第31話 目的
「────私のウェンくんって何!?どう考えても私の方がウェンと一緒に居る時間長いんだけど!」
「一緒に居る時間の長さと愛の大きさを結びつけようとするなんて、短絡的な思考ね」
「あ、愛……!?わ、私は別に、愛なんて……」
シャルが魔王さんの言葉にどこか照れた様子になると、魔王さんは言った。
「はぁ、そんな感情表現すら素直に行えないのに、よくウェンくんを自分のものだなんて言えたものね」
感情表現……?どういうことだろう。
……この場が今修羅場のようなことになっているのは、僕が理解できていない理由もあるのかもしれないけどそれがどんなものなのかはわからない。
僕がそう思っていると、シャルが言った。
「もう!うるさい!とにかく、ウェンは私のなの!!」
大きな声でそう言うと、シャルは僕のことを後ろから抱きしめながらも、魔王さんの腕を僕から一瞬引き離すと、それと同時に僕のことを魔王さんから引き離した。
そして、シャルは大きな声で言う。
「ウェンが居なくなったから、これで遠慮なく戦える!!」
そう言って魔王さんに対して魔法を構えたシャルに対して、僕はそんなシャルと魔王さんの間に割って入るようにしながらシャルに向けて言う。
「待ってシャル!少しだけ話を聞いてくれないかな?本当に、もう魔王さんと戦う必要は無いんだ」
「さっきもそんなこと言ってたけど、騙されたらダメだよウェン!」
「騙されてるんじゃないよ、僕自身のことからも、魔王さんと戦う必要が無いことを証明できるんだ……だから一度、僕の話を聞いて欲しい」
この状況ではただお願いすることしかできないけど、シャルはそんな僕のことを見て一度魔法を構えるのをやめて言った。
「ウェ、ウェンにそんな風にお願いされちゃったら、断れないじゃん……」
「シャル……!ありがとう!」
一度落ち着いてくれたシャルに、僕は僕と魔王さんが十年前に会っているらしいこと、そして僕はその記憶を封印されているということを説明した。
すると、シャルは落ち着いた様子で言った。
「そうだったんだ……でも、それでどうして魔王がウェンのことを十年間も魔物に狙わせ続けるなんてことになるの?十年前からウェンのことが好きだったって言うなら、ウェンのことを魔物に狙わせるなんてことしないと思うけど」
それは確かに僕も気になっていることだ。
魔王さんが僕のことを好きだと言ってくれたことが衝撃的で、最初に聞いたどうして魔王さんが僕のことを魔物に狙わせ続けているのかという問いの直接的な答えを聞き損ねていたけど、そろそろ聞いておきたい。

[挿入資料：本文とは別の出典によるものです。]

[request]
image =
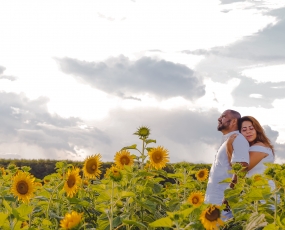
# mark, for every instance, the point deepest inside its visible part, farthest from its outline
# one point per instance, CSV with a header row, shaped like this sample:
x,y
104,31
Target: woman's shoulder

シャルの言葉を聞いた魔王さんは、間を空けずに答えた。
「私が魔物にウェンくんのことを狙わせ続けた目的は、その魔物たちにウェンくんのことを攫わせてウェンくんのことを私の元に連れてくるためよ」
「僕のことを、攫わせるため……」
今まで、魔物が僕のことを襲おうとしていると考えていたけど……言われてみれば、洞窟の時もスパイダーの糸で体を巻きつけられて睡眠状態にされただけで、何か外傷を追うような事は無かった。
それに、本当に僕に危害を加えたくて襲おうとしていたんだとしたら、それこそ子供の頃にでもオークの大群を僕のところに差し向ければ、その時の僕にはそれに対する対処なんてできなかったはずだ……シャルもそのことを理解したのか、魔王さんに言う。
「じゃあ、最初からウェンに危害を加えるつもりは無かったってこと?」
「当たり前よ、ウェンくんに危害なんて加えるなんてことをするはずがないわ……ただ、一つだけ言わせてもらってもいいかしら」
「何?」
「────ウェンくんは私のものよ」
シャルの問いにそう答えた魔王さんが、その直後に一瞬だけローズさんの方に視線を送ると────その瞬間に、魔王さんが僕のことを魔王さんの方に移動させるために軽い風魔法を放ち、ローズさんがまたも僕と魔王さん、そしてシャルとローズさんのことを遮るための石を土魔法で立てた。
シャルは魔王さんがローズさんに視線を向けた瞬間に僕の方に駆け寄ってきていたけど、魔王さんとローズさんによって僕とシャルは分断されてしまった。
「シャル────」
僕がシャルの方に呼びかけようとしたところで、目の前の魔王さんは嬉しそうな表情で僕のことを抱きしめてきて言った。